Building a tokenizer for XPath or XQuery

In researching for an XPath 2.0 implementation, I ran across this curious document from the W3C. Despite being labeled a Working Draft (as opposed to a Note), it appears to be a one-shot document with no future hope for updates or enhancements.

In short, it outlines several options for the first stage or two of an XPath 2.0 or XQuery implementation. (Despite the title, it talks about more than just a tokenizer; additionally a parser and a possible intermediate stage). Tokenizing and parsing XPath are significantly more difficult than other languages, because things like this are perfectly legitimate (if useless):

if(if) then then else else- +-++-**-* instance
of element(*)* * * **---++div- div -div

The document tries to standardize on some terminology for various approaches toward dealing with XPath. The remaining bulk of the document sketches out some lexical states that would be useful for one particular implementation approach.
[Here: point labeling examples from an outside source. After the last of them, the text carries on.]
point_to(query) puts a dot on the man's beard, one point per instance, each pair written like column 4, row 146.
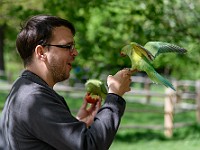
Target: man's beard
column 58, row 72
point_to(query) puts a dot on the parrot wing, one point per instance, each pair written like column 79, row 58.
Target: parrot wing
column 156, row 48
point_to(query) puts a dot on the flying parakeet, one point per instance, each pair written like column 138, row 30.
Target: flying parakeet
column 142, row 58
column 95, row 89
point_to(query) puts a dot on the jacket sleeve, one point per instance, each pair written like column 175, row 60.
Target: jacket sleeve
column 52, row 123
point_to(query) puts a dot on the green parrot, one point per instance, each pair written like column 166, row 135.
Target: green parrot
column 96, row 87
column 142, row 58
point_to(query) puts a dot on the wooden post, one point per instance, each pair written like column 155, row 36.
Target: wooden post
column 198, row 100
column 169, row 110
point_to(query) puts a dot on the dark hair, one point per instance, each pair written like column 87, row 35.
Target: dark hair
column 38, row 31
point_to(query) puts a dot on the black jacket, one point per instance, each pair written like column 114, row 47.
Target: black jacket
column 35, row 117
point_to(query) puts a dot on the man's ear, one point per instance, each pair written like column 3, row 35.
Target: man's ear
column 40, row 52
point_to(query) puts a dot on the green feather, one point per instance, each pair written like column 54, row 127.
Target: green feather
column 142, row 57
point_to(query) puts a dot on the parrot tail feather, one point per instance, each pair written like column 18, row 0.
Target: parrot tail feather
column 157, row 78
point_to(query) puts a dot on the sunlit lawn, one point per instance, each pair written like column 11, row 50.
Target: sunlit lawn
column 185, row 138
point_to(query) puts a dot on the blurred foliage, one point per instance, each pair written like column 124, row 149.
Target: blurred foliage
column 104, row 26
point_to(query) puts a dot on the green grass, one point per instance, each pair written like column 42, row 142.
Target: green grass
column 184, row 138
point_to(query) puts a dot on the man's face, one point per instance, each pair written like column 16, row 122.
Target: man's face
column 60, row 59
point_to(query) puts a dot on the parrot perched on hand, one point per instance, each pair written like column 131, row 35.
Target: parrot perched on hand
column 142, row 58
column 95, row 88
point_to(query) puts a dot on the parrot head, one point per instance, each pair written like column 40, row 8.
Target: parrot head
column 126, row 50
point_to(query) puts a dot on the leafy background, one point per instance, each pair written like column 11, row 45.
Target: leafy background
column 104, row 26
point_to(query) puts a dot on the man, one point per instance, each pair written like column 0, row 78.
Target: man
column 35, row 117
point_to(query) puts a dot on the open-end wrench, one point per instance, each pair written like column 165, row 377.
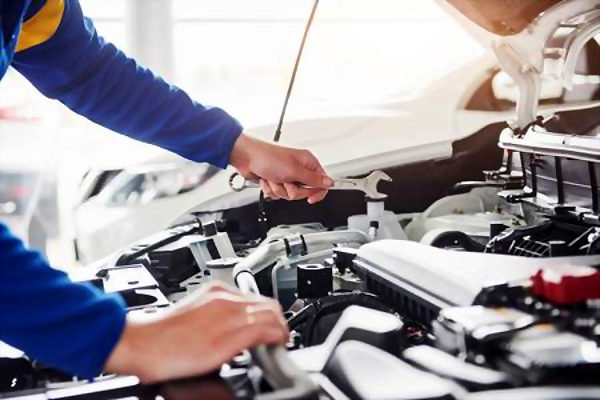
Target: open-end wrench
column 368, row 185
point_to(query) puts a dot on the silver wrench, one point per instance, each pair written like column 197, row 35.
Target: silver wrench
column 368, row 185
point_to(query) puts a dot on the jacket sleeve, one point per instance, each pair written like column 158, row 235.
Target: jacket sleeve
column 60, row 52
column 70, row 326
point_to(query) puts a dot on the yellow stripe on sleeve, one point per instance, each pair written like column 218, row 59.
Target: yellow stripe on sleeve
column 42, row 26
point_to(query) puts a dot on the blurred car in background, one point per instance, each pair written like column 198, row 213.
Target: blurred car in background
column 118, row 205
column 28, row 198
column 124, row 202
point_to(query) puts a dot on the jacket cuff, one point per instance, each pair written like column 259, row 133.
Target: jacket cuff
column 226, row 135
column 116, row 318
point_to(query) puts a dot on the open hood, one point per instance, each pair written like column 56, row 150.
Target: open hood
column 502, row 17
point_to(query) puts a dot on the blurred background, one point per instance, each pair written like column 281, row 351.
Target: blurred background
column 237, row 54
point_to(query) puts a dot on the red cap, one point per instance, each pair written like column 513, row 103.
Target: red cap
column 567, row 284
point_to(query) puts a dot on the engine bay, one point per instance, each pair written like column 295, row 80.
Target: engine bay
column 485, row 293
column 482, row 282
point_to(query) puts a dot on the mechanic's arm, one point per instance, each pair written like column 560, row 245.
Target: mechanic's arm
column 79, row 330
column 70, row 326
column 61, row 53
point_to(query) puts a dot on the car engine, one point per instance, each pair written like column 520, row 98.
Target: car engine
column 491, row 292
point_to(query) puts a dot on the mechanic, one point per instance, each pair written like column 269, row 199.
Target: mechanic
column 74, row 327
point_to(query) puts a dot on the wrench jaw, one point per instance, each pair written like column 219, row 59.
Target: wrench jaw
column 371, row 183
column 238, row 183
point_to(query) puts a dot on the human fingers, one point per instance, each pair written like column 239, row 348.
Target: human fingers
column 279, row 190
I guess the vibrant, thriving throngs of XPath 2.0 developers didn’t see the need for this kind of assistance.

In short, I didn’t find it terribly useful. Maybe some readers have, though. Feel free to comment below. Subsequent articles here will describe how I approached the problem. Stay sharp! -m

One Response to “Building a tokenizer for XPath or XQuery”

  1. Dimitre Novatchev http://fxsl.sf.net

    Hi Micah,
    Recently I had fun implementing the parsing stage of an XPath 2.0 implementation in pure XSLT.
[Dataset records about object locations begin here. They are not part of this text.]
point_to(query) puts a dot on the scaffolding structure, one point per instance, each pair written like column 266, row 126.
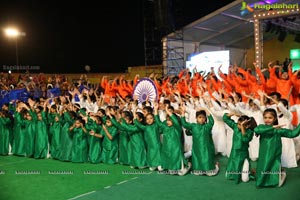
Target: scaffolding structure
column 173, row 53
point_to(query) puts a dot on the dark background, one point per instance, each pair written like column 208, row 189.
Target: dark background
column 64, row 37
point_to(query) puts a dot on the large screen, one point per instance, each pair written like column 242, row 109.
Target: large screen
column 206, row 60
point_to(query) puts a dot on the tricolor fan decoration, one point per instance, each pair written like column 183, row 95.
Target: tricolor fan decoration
column 144, row 88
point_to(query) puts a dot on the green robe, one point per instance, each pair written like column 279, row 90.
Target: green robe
column 79, row 147
column 110, row 147
column 29, row 133
column 172, row 151
column 66, row 140
column 18, row 147
column 94, row 143
column 123, row 146
column 152, row 142
column 239, row 151
column 55, row 139
column 136, row 145
column 50, row 122
column 270, row 147
column 41, row 138
column 5, row 129
column 203, row 150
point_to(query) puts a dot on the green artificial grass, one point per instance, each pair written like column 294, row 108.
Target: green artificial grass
column 122, row 182
column 51, row 183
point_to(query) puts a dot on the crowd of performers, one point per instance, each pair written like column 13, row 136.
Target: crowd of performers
column 239, row 115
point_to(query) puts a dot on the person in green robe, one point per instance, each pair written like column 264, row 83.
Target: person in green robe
column 268, row 171
column 151, row 132
column 51, row 119
column 109, row 133
column 203, row 151
column 123, row 140
column 18, row 145
column 5, row 129
column 172, row 157
column 55, row 132
column 136, row 145
column 238, row 164
column 65, row 137
column 93, row 125
column 29, row 130
column 41, row 146
column 79, row 146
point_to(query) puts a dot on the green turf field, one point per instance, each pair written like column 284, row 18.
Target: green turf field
column 27, row 178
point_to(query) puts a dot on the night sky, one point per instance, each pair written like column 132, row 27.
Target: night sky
column 66, row 37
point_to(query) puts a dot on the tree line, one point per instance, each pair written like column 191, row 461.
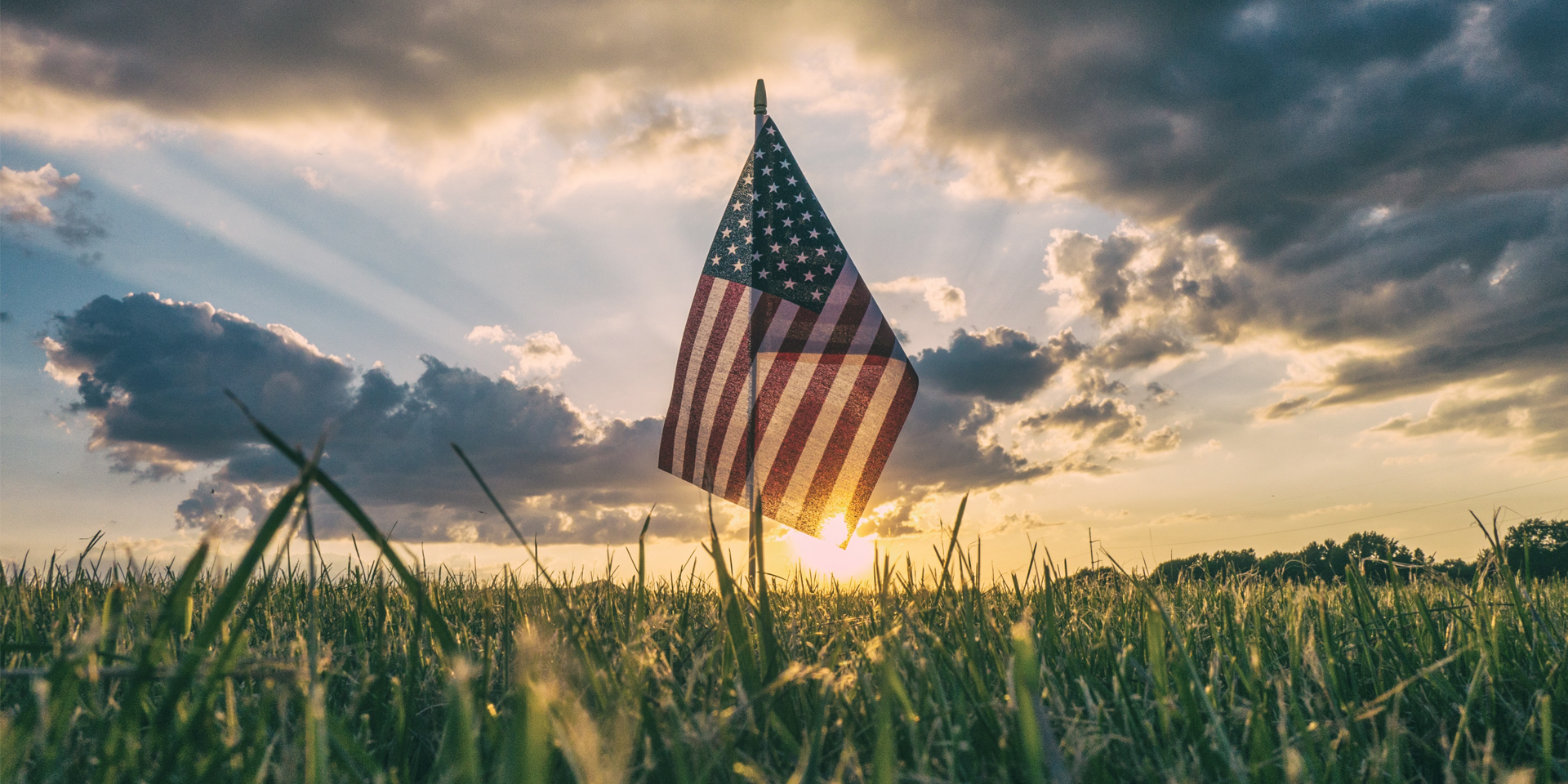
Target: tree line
column 1534, row 548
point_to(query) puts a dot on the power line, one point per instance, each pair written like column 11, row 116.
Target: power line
column 1360, row 519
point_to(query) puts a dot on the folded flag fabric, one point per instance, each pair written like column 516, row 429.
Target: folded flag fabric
column 833, row 386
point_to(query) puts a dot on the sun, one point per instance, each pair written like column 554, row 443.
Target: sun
column 825, row 557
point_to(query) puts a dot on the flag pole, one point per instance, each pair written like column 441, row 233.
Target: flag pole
column 760, row 109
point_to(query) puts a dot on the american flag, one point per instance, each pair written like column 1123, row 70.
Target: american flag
column 833, row 386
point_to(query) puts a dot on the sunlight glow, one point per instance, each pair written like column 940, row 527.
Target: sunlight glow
column 825, row 557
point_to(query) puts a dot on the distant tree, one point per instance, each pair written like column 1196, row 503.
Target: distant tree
column 1208, row 565
column 1537, row 548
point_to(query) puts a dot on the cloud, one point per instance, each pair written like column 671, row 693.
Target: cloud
column 942, row 298
column 22, row 195
column 535, row 358
column 540, row 354
column 1104, row 422
column 149, row 375
column 1157, row 394
column 1535, row 414
column 1288, row 408
column 402, row 60
column 1000, row 364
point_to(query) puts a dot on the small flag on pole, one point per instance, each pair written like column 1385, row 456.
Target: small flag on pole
column 831, row 386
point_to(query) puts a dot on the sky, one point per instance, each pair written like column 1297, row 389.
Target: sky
column 1176, row 278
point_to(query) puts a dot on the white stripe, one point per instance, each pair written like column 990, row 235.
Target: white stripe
column 864, row 439
column 715, row 300
column 828, row 318
column 731, row 354
column 736, row 434
column 783, row 315
column 831, row 410
column 816, row 446
column 783, row 414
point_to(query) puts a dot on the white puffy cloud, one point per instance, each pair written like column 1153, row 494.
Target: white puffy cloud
column 944, row 298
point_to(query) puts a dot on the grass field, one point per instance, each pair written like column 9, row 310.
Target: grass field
column 385, row 673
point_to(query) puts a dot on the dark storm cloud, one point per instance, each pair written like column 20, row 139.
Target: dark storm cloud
column 151, row 372
column 1537, row 414
column 1000, row 364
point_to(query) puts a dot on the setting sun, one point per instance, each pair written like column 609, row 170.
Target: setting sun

    I followed the XPath 2.0 lexical description and syntax as per Michael Kay’s book and everything went pretty straightforward.
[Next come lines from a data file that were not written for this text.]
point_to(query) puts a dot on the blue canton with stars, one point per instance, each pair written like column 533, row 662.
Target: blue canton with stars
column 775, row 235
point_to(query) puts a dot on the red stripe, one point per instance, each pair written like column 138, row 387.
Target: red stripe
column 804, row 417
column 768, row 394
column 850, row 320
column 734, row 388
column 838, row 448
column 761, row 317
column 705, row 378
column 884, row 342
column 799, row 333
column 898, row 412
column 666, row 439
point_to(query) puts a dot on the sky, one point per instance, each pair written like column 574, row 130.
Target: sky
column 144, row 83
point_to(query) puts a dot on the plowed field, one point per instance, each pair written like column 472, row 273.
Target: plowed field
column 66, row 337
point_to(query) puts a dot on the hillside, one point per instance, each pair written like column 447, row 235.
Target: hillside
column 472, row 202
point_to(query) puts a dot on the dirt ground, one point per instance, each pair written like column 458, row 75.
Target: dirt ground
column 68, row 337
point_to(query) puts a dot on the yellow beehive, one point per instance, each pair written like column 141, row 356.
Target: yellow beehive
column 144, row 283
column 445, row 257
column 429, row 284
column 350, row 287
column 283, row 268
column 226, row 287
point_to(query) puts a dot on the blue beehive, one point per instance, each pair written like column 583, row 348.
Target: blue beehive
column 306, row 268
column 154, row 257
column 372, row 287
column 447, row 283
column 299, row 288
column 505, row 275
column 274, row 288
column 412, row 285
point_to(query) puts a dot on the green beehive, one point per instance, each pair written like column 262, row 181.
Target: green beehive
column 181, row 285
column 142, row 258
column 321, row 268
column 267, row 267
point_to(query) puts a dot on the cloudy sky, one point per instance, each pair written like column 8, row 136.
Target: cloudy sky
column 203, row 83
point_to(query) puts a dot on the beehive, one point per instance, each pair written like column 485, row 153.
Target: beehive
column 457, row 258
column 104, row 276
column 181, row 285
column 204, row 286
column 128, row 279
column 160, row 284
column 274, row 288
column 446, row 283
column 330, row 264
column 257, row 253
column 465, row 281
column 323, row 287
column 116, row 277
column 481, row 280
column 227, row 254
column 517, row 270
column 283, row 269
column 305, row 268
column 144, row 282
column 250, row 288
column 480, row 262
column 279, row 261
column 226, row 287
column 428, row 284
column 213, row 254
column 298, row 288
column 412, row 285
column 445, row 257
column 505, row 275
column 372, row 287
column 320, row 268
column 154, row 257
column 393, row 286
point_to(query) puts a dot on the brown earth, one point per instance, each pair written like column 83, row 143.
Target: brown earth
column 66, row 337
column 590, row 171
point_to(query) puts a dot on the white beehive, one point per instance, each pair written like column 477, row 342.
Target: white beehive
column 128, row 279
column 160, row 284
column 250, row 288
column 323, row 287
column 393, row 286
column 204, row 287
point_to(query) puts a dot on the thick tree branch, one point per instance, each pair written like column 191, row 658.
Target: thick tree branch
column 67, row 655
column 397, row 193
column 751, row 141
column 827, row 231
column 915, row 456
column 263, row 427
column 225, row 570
    I found only a couple of typographical errors in the grammar specification, such as using a chevron instead of a ‘>’, or some improper nesting of quotes.

    For the lexical analysis phase I am using the RegEx support of XSLT 2.0.

    For the parsing phase I am using the same generic LR parsing framework from FXSL, which I already used successfully in parsing JSON and converting it to XML.

    I also found the W#C document not of too-big value. I had similar question like you and posted it in the xsl-list:

    “Grammars for XPath 2.0: which to use?” In this thread Michael Kay posted a very useful answer.

    See my blog for a description of the JSON to XML parser and the FXSL Generic LR Parsing Framework.

    I would be glad to provide more information on my XPath 2.0 parsing experience. It was great fun.

    Cheers,
    Dimitre Novatchev